NETGEAR is aware of a growing number of phone and online scams. To learn how to stay safe click here.
Forum Discussion
Prevent IPv6 Tracking (RFC 4941/ 8981)
Do any of the NetGear WiFi Routers implement RFC 4941 or RFC 8981 to prevent IPv6 tracking of internal devices? Or are there any Netgear WiFi Routers that allow you to disable IPv6 altogether? ...
My Windows PC, for example, shows a bunch of "Temporary" IPv6 addresses
Those are likely link-local addresses (private addresses, so not internet routable).
The gist of the RFC is that a persistant and globally unique ipv6 address creates inherent privacy issues, because the ipv6 address is sent unencrypted in every packet sent to or from the device. That reveals a lot of information about the user of that device.
Honestly this issue is also there in ipv4, just not as fine-grained. Although the client IP is masked by NAT, the WAN address of the router can be used similarly to reveal information about the people using that router. And most ISPs don't change ipv4 address assignments very often.
Anyway, the RFC outlines several ways the interface ID portion of the ipv6 address can be randomized to make such tracking more difficult. The manual you referenced says that by default the router generates the IID from the mac address (page 46) - so it does not use the privacy extensions in the RFC.
A custom ipv6 IID for the router LAN interface could be set, but it's not the default option. Shouldn't the client devices enforce RFC privacy extensions with stateless auto configuration?
Shouldn't the client devices enforce RFC privacy extensions with stateless auto configuration?
Yes. With SLAAC, clients self-assign ipv6 addresses, the router is not involved. Windows, MacOS, Android, and iOS stacks implement the RFC 8981 privacy extensions. I believe most Linux distros disables the extensions by default. So setting auto config should result in getting the privacy extensions (along with enabling the feature on any linux systems).
With DHCPv6, clients can request temporary addresses from the server, but the server is not required to have that feature (see RFC 8415 section 13.2). I don't know if Netgear's DHCPv6 server can provide temporary addresses or not (and if it does, I don't know the lifetime of those addresses).
Those are likely link-local addresses (private addresses, so not internet routable).
Just to follow up on this. CrimpOn was seeing both link-local and temporary addresses, and I think is using auto config.
Default LAN ipv6 LAN address assignment is auto config in the router and Android doesn't support DHCPv6!

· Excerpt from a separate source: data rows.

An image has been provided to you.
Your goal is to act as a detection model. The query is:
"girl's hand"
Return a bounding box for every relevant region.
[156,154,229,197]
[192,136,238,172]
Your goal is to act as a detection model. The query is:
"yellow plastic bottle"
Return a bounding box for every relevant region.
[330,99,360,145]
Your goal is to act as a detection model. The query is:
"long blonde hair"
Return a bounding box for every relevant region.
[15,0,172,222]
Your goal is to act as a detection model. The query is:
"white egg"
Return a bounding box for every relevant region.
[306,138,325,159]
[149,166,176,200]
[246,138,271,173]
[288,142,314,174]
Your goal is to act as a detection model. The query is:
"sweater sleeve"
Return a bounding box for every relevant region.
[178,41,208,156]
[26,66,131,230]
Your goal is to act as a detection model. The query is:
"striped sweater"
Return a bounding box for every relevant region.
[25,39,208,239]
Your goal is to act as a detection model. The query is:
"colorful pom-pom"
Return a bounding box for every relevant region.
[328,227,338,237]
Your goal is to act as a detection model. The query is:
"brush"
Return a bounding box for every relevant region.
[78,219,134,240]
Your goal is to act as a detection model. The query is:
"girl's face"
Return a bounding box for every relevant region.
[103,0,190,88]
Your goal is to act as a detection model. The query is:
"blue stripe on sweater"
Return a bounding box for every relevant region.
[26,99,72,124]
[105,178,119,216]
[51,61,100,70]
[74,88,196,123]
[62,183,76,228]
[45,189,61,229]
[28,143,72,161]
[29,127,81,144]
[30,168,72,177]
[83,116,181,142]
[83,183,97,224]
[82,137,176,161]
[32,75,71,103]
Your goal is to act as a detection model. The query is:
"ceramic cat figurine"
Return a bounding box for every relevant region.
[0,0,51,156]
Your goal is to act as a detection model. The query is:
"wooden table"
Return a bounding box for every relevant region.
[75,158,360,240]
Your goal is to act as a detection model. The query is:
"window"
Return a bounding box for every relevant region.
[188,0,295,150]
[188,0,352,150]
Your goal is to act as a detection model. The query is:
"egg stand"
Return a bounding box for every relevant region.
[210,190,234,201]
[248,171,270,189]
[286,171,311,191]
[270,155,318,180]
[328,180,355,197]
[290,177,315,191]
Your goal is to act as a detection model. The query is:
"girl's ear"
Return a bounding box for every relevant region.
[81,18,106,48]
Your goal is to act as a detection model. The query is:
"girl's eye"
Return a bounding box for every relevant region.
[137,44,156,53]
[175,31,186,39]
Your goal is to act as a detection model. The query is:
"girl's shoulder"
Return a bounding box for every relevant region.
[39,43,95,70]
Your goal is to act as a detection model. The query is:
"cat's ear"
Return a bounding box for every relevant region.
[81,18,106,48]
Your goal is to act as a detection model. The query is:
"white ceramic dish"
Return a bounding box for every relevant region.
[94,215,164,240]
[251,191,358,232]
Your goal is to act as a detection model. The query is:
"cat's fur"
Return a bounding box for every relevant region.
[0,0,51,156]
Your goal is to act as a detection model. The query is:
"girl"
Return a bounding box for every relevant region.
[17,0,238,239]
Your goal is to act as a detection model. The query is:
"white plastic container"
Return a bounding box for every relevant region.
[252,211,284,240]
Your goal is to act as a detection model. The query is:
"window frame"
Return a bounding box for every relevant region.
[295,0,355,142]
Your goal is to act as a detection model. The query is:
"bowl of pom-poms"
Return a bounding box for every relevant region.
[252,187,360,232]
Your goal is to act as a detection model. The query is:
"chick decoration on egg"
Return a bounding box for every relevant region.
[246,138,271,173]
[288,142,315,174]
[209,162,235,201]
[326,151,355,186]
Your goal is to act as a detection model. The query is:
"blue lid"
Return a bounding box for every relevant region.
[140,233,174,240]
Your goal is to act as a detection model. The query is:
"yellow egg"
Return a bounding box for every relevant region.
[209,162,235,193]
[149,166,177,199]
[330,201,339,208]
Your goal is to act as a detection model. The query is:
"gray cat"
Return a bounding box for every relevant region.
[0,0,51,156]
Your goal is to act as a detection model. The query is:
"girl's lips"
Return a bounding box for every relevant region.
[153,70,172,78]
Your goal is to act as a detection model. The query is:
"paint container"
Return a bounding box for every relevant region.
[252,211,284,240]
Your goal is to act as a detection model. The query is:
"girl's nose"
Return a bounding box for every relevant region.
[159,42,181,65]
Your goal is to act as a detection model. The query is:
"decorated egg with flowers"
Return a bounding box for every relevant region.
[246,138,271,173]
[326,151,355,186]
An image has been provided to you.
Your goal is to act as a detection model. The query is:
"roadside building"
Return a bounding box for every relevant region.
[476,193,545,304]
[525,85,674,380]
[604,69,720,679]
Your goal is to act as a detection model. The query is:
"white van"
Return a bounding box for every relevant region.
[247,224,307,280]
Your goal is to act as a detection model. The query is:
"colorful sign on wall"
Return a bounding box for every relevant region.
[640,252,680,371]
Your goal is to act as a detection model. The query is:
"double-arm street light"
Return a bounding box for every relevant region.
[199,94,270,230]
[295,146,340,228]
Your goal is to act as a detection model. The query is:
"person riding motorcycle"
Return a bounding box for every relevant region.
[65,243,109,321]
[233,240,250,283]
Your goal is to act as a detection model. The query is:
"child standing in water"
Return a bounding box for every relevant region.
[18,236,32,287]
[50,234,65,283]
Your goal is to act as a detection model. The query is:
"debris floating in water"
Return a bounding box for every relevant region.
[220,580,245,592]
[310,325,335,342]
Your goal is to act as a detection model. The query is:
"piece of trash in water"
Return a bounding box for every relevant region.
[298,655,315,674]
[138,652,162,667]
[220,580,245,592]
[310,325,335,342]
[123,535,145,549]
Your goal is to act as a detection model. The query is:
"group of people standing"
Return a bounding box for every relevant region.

Windows generates it's own temporary ipv6 addresses in SLACC mode. With DHCPv6 enabled in router, it gets the ip address from the router.
Windows generates its own temporary ipv6 addresses in SLACC mode.
Which is what I said above, right? Clients self-assign their ipv6 addresses (both main and temporary).
With DHCPv6 enabled in router, it gets the ip address from the router.
Of course. What router are you using? Do you seeing temporary addresses on the PC when you are using DHCPv6?
As I mentioned, the DHCPv6 RFC includes generation and distribution of temporary addresses, but only as an optional facility.
Android doesn't support DHCPv6!
Good to know. I use iOS myself.
If windows firewall is set to allow inbound traffic in ipv6, the temporary ipv6 addresses are internet routable. I had tested that.